The take that makes product people uncomfortable
There's a romanticization of the product side in tech. The builder, the designer, the person who shapes what gets made. Sales is often treated as execution — the layer that comes after the real work.
I think that's wrong, and I think it costs companies a lot.
A good salesperson is on the front line every single day. They know what customers actually complain about, what language they use to describe their pain, what almost made them buy and what stopped them. They know things that no product spec or user research doc will ever capture.
There should be a 1:1 relationship between whoever builds and whoever sells. Not product deciding what to build and then handing it to sales. Both in the room, both with context, making decisions together. When that doesn't happen, you get teams building things based on what they think customers want instead of what they know.
On AI tools and the order of operations
At Bytespace, we had the technology to automate all of this. We could have automated outreach from day one — that was literally what we were building.
We didn't. And I think that was the right call.
Automation only makes sense once you know what you're doing.
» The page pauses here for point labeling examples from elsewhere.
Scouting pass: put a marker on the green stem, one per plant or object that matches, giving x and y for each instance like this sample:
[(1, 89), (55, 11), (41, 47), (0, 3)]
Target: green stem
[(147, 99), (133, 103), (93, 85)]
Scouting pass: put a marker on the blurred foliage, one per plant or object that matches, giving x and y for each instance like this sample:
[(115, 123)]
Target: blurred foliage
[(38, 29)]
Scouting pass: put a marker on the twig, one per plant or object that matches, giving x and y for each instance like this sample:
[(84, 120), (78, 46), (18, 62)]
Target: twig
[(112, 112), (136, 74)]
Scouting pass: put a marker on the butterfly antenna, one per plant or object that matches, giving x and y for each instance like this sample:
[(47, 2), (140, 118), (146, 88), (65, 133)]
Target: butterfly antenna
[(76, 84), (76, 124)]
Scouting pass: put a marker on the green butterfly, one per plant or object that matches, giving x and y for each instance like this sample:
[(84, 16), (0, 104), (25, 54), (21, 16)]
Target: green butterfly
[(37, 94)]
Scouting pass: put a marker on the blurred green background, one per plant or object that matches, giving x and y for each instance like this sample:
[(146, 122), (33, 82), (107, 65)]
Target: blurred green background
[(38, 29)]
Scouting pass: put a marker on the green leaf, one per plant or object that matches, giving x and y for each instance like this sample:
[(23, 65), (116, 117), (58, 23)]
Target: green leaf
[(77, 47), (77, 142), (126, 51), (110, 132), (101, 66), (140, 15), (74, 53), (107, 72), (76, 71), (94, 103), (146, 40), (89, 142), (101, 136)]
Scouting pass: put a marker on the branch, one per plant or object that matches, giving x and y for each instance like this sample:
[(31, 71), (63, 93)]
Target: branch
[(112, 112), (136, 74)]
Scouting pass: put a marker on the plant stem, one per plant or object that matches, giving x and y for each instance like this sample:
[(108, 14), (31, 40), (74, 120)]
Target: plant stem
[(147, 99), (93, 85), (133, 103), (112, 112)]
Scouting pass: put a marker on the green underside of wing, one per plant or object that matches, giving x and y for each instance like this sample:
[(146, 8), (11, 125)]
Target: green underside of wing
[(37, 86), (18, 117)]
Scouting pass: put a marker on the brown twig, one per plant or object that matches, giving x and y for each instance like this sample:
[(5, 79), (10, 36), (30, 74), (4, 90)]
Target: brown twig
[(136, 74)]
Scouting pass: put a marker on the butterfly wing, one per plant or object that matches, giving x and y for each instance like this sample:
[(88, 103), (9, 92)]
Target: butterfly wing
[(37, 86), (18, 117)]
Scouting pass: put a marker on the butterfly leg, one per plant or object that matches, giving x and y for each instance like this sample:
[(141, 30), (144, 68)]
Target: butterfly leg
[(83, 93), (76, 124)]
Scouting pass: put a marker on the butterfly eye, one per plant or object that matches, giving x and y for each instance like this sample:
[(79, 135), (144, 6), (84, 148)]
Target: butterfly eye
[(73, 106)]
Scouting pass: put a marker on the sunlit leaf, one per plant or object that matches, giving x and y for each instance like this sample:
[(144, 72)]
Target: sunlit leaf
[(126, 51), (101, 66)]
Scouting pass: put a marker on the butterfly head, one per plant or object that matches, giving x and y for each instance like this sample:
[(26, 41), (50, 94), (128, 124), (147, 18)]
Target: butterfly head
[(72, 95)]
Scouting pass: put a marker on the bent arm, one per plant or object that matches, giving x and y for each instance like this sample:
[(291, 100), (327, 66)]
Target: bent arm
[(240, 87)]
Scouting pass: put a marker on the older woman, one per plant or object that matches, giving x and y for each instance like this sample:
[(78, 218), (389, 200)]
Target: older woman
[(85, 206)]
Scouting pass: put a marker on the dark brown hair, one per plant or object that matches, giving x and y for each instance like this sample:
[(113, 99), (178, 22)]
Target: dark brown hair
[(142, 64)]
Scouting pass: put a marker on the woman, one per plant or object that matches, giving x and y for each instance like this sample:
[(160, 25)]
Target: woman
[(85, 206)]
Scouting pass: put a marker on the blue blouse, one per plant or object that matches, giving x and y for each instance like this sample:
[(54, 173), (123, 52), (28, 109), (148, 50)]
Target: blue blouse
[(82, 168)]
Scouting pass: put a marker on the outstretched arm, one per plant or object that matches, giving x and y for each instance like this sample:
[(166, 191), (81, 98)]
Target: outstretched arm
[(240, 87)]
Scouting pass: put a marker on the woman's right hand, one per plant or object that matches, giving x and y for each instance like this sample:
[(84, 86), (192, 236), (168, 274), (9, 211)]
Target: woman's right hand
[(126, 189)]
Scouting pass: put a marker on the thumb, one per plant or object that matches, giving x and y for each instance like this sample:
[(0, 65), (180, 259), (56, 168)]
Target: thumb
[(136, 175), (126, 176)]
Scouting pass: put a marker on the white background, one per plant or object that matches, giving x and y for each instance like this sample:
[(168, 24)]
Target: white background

If you don't know who to contact, what message converts, or how to handle the replies you get — automating just means you're making the same mistakes faster. You need to send the first thousand messages yourself. Feel the friction, read the responses, understand the patterns. Then automate.
The obsession with AI tools in sales is real, but it's mostly a way to avoid the uncomfortable part: talking to people, getting rejected, and learning from it. No tool replaces that. The tool comes after.